Cast fill was originally introduced by Dr. Merton Root [5] as a technique intended to blend the forefoot correction into the arch of the positive. An orthotic lab should offer several cast fills to address the need of a specific pathology. An orthosis made from a positive cast with minimum fill will conform close to the arch of the foot. Minimum fill offers the most control over arch collapse and is essential for symptoms produced by cavus feet and hard to control pronated feet.
Standard fill lowers the arch slightly and makes the orthosis less “tight” against the foot in stance. This is useful when there are secondary issues with the foot, like limitations of motion secondary to osteoarthritis or intense sport activities both of which require a more gentle control of the foot. Maximum fill for equinus, muscle spasm, or tarsal coalition is a strategy that allows for minimum control in situations where the least control can produce enough symptom reduction without creating other problems. Again, allowing the laboratory to select the arch fill without knowing the condition of the patients’ foot could produce a clinical failure or a very uncomfortable orthoses .
It is critical that the practitioners control how much cast fill is added to the positive cast. Adding excessive cast fill is a common lab error practice since it produces a more forgiving CFO with less potential to cause arch irritation.
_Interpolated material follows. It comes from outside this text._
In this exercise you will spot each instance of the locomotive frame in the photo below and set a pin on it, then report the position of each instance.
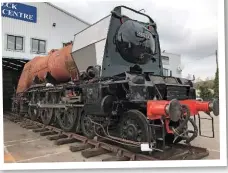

Although somewhat less likely to cause arch irritation, an orthosis made from a positive cast with excessive fill will result in an orthosis with inadequate control, since the corrective forces that an orthotic device creates are ameliorated. Prescribing a minimum fill orthoses can be confirmed by matching it to the arch of the foot closely when the foot is held in casting position before dispensing.
The medial skive technique was probably one of the most significant and effective developments in orthosis design. This contribution to the custom functional Root-type design, developed by Kevin Kirby, D.P.M. [6] allowed for the manipulation of ground reactive force to provide better control of the rearfoot. Treating athletes with flexible flatfoot, plantar fasciitis with an everted heel, or PT dysfunction without this modification usually produces a less than optimal result. Most pathologies that include an everted calcaneus in stance are treated more successfully with this technique, which produces a rise in the medial side of the heel cup by 2, 4, or 6 mm. Clinicians who are introduced to this modification frequently discover significantly improved clinical outcomes when they add this modification to the prescription of patients with pathology related to an everted calcaneus. This modification is not effective with a shallow heel cup; it requires a deep or at least standard depth. Most labs don’t charge for this additional modification.